The 'no-zero' policy - the idea that teacher's cannot assign students a zero for incomplete assignments - has just celebrated it's first anniversary in Newfoundland and Labrador's Eastern School District. Along with some recent controversies in Western Canada over the suspension of teachers that have allegedly refuse to follow a similar policy has come some renewed media attention on the policy.
You can hear a short audio report of how the policy has been received in Newfoundland by students, teachers and parents here. Some think that the policy ensures that the assessment of learning is treated separately from discipline. Other feels that the policy teaches children that there are few consequences for not meeting deadlines.

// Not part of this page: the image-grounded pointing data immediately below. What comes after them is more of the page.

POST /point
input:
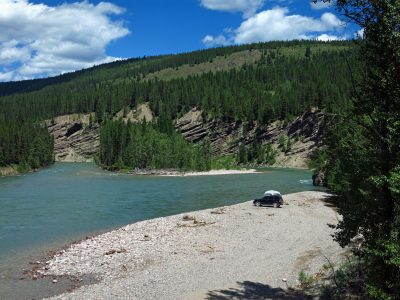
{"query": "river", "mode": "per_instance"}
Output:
(68, 201)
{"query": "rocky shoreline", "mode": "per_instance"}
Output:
(198, 254)
(177, 173)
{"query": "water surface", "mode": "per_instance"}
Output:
(68, 201)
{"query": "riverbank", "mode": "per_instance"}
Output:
(175, 173)
(204, 253)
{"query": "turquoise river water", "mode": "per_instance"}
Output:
(68, 201)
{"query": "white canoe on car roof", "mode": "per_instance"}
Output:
(272, 192)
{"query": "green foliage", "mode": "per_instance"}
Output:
(260, 91)
(364, 148)
(128, 146)
(24, 144)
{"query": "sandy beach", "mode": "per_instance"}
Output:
(229, 252)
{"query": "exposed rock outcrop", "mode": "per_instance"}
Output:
(304, 134)
(75, 139)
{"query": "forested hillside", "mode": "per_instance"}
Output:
(250, 84)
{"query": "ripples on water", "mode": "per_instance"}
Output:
(70, 200)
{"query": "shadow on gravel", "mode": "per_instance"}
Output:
(254, 290)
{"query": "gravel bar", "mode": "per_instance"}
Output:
(195, 255)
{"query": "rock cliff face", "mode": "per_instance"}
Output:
(75, 140)
(304, 135)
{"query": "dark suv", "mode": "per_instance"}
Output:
(269, 199)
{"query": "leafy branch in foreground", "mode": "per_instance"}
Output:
(364, 148)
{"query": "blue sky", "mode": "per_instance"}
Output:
(44, 38)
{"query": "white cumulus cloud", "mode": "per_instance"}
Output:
(247, 7)
(320, 4)
(277, 24)
(40, 40)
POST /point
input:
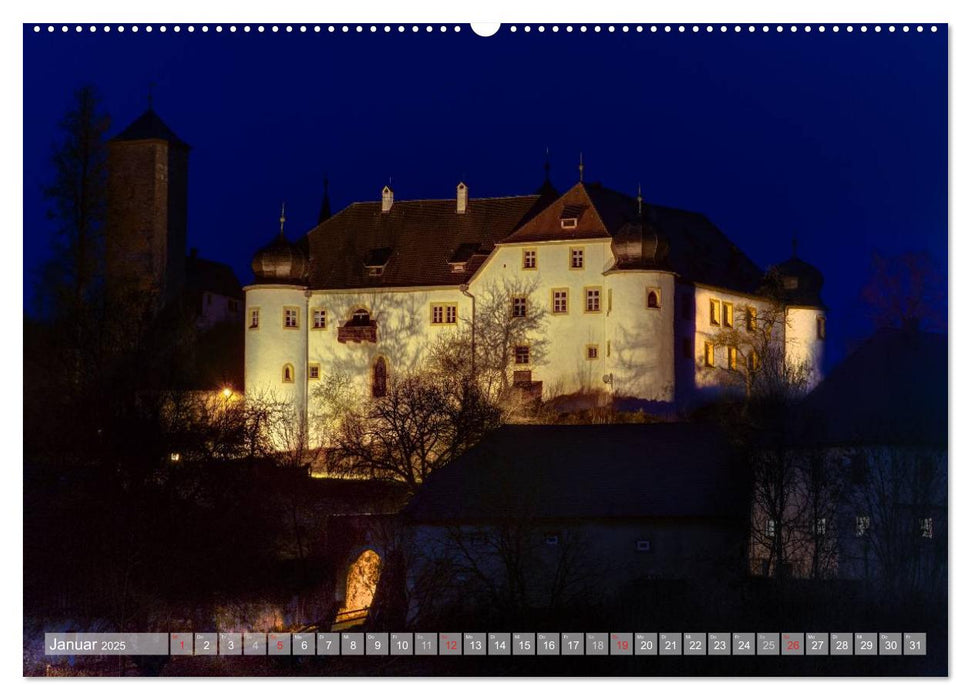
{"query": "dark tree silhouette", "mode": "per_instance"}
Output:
(906, 291)
(69, 284)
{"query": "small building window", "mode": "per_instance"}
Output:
(770, 528)
(927, 528)
(753, 360)
(444, 314)
(576, 258)
(687, 308)
(379, 378)
(592, 295)
(529, 258)
(519, 307)
(291, 317)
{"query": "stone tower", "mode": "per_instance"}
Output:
(148, 178)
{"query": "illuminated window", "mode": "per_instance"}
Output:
(753, 360)
(444, 314)
(728, 314)
(927, 528)
(519, 307)
(592, 295)
(379, 378)
(291, 317)
(576, 258)
(687, 308)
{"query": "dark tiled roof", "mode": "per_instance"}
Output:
(203, 275)
(587, 471)
(698, 251)
(422, 234)
(892, 390)
(149, 126)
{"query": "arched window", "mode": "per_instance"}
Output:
(379, 378)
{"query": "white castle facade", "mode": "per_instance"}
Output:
(639, 301)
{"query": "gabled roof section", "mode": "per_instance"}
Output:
(149, 126)
(699, 252)
(659, 470)
(422, 234)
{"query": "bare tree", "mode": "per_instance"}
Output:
(69, 286)
(906, 291)
(422, 423)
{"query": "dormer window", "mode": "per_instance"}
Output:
(375, 261)
(570, 216)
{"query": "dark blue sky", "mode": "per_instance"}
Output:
(840, 139)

The topic is an interesting one in it's own right, but as a recent editorial in the Evening Telegram
points out, this is also a good example of ‘policy-borrowing’ or
policy-exporting - the spread of educational polices from large centers to small ones. The no-zero policy in the Eastern School District is thought to be
at least partly inspired by an Ontario policy directive that “teachers separate their evaluation of students’ work from their evaluation of students’ behaviour“. Smaller school districts do not have the same resources as larger centers. Perhaps policy-borrowing represent an attempt to 'keep-up' or appear 'cutting edge'?
I’m sure there are other influences. But it’s worth wondering about how districts decide what polices are worth importing, and equally, what assumptions about teaching and learning are underwriting the policies that are brought in. Like introducing and foreign species, or bad fashion trends, policy-borrowing can have unintended consequences.